Encountering problems when using the mmbech data set to reproduce the evaluation task

HuBocheng commented 2 months ago

I am using the following bash script and command with the mmbench dataset for replication purposes. The model file ./checkpoints-lora-total/merged_Bunny-phi-siglip was downloaded from this link: BAAI/Bunny-v1_0-3B · Hugging Face.

#!/bin/bash

SPLIT="MMBench_DEV_EN_legacy"
LANG=en
MODEL_TYPE=phi-2
MODEL_BASE=/root/weight/phi-2
TARGET_DIR=bunny-lora-phi-2

python -m bunny.eval.model_vqa_mmbench \
    --model-path ./checkpoints-lora-total/merged_Bunny-phi-siglip \
    --model-base $MODEL_BASE \
    --model-type $MODEL_TYPE \
    --question-file ./datasets/mmbench/$SPLIT.tsv \
    --answers-file ./eval/mmbench/answers/$SPLIT/$TARGET_DIR.jsonl \
    --lang $LANG \
    --single-pred-prompt \
    --temperature 0 \
    --conv-mode bunny

mkdir -p eval/mmbench/answers_upload/$SPLIT.tsv

python eval/mmbench/convert_mmbench_for_submission.py \
    --annotation-file ./datasets/mmbench/$SPLIT.tsv \
    --result-dir ./eval/mmbench/answers/$SPLIT \
    --upload-dir ./eval/mmbench/answers_upload/$SPLIT \
    --experiment $TARGET_DIR

The command used was: CUDA_VISIBLE_DEVICES=0 sh script/eval/lora/mmbench.sh

The following error occurred:

Loading Bunny from base model...
Loading checkpoint shards:   0%|                                                   | 0/2 [00:00<?, ?it/s]
Traceback (most recent call last):
  File "/opt/conda/envs/bunny/lib/python3.10/runpy.py", line 196, in _run_module_as_main
    return _run_code(code, main_globals, None,
  File "/opt/conda/envs/bunny/lib/python3.10/runpy.py", line 86, in _run_code
    exec(code, run_globals)
  File "/root/Bunny/bunny/eval/model_vqa_mmbench.py", line 167, in <module>
    eval_model(args)
  File "/root/Bunny/bunny/eval/model_vqa_mmbench.py", line 59, in eval_model
    tokenizer, model, image processor, context_len = load_pretrained_model(model_path, args.model_base, model_name,
  File "/root/Bunny/bunny/model/builder.py", line 109, in load_pretrained_model
    model = BunnyPhiForCausalLM.from_pretrained(model_base, low_cpu_mem_usage=True,
  File "/opt/conda/envs/bunny/lib/python3.10/site-packages/transformers/modeling_utils.py", line 3677, in from_pretrained
    ) = cls._load_pretrained_model(
  File "/opt/conda/envs/bunny/lib.python3.10/site-packages/transformers/modeling_utils.py", line 4104, in _load_pretrained_model
    new_error_msgs, offload_index, state_dict_index = _load_state_dict_into_meta_model(
  File "/opt/conda/envs/bunny/lib.python3.10/site-packages/transformers/modeling_utils.py", line 886, in _load_state_dict_into_meta_model
    set_module_tensor_to_device(model, param_name, param_device, **set_module_kwargs)
  File "/opt/conda/envs/bunny/lib.python3.10/site-packages/accelerate/utils/modeling.py", line 358, in set_module_tensor_to_device
    raise ValueError(
ValueError: Trying to set a tensor of shape torch.Size([51200, 2560]) in "weight" (which has shape torch.Size([50295, 2560])), this look incorrect.

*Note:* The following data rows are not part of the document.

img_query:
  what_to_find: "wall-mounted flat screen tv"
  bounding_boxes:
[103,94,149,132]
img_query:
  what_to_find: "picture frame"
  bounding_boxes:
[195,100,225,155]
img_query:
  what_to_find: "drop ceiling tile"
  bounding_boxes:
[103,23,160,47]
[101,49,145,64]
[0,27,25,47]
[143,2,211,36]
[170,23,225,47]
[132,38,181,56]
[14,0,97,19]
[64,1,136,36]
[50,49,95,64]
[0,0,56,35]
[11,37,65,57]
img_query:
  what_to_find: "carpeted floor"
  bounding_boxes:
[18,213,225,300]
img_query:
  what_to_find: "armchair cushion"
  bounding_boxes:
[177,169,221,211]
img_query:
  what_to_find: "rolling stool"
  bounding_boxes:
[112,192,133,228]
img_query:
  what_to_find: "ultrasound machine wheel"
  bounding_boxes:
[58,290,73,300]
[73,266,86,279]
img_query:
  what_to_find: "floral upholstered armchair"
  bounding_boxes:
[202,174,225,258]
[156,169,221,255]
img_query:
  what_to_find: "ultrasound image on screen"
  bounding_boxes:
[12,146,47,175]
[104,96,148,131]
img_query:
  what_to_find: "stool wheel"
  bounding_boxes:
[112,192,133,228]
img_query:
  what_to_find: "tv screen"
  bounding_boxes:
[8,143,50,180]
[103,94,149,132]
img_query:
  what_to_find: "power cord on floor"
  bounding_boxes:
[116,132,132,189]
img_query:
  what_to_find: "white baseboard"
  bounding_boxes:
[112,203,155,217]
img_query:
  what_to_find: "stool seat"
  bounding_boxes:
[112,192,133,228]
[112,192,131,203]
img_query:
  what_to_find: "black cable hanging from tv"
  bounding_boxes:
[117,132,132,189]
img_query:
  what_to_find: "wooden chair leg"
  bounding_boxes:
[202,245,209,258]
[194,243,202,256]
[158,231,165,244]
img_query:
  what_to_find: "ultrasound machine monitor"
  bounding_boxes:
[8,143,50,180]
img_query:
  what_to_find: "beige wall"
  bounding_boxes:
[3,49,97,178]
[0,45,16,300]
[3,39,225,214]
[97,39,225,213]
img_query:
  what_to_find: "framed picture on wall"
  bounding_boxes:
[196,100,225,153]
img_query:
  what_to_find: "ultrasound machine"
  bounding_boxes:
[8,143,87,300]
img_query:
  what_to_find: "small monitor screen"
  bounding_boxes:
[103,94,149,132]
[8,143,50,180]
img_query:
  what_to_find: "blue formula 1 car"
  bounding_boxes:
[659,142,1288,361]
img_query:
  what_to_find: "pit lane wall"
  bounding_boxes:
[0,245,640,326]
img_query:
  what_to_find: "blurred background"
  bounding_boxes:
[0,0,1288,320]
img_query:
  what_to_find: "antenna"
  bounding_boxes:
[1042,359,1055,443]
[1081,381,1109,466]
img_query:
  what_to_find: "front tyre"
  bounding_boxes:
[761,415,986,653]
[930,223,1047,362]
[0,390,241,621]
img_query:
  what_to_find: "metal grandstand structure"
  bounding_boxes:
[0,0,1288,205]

Subsequently, I attempted to manually merge the lora weights. I downloaded the weights from BAAI/bunny-phi-2-siglip-lora · Hugging Face and saved them as ./checkpoints-lora-total/unmerged_Bunny-phi-siglip, and ran the following command:

python script/merge_lora_weights.py \
        --model-path ./checkpoints-lora-total/unmerged_Bunny-phi-siglip \
        --model-base /root/weight/phi-2 \
        --model-type phi-2 \
        --save-model-path ./checkpoints-lora-total/hand_merged_Bunny-phi-siglip

However,

I still encountered an error:

Traceback (most recent call last):
  File "/root/Bunny/script/merge_lora_weights.py", line 26, in <module>
    merge_lora(args)
  File "/root/Bunny/script/merge_lora_weights.py", line 10, in merge_lora
    tokenizer, model, image processor, context_len = load_pretrained_model(model_path, args.model_base, model_name,
  File "/root/Bunny/bunny/model/builder.py", line 128, in load_pretrained_model
    mm_projector_weights = torch.load(os.path.join(model_path, 'mm_projector.bin'), map_location='cpu')
  File "/opt/conda/envs/bunny/lib.python3.10/site-packages/torch/serialization.py", line 998, in load
    with _open_file_like(f, 'rb') as opened_file:
  File "/opt/conda/envs/bunny/lib.python3.10/site-packages/torch/serialization.py", line 445, in _open_file_like
    return _open_file(name_or_buffer, mode)
  File "/opt/conda/envs/bunny/lib.python3.10/site-packages/torch/serialization.py, line 426, in __init__
    super().__init__(open(name, mode))
FileNotFoundError: [Errno 2] No such file or directory: './checkpoints-lora-total/unmerged_Bunny-phi-siglip/mm_projector.bin'

I would greatly appreciate your assistance in understanding why these errors are occurring.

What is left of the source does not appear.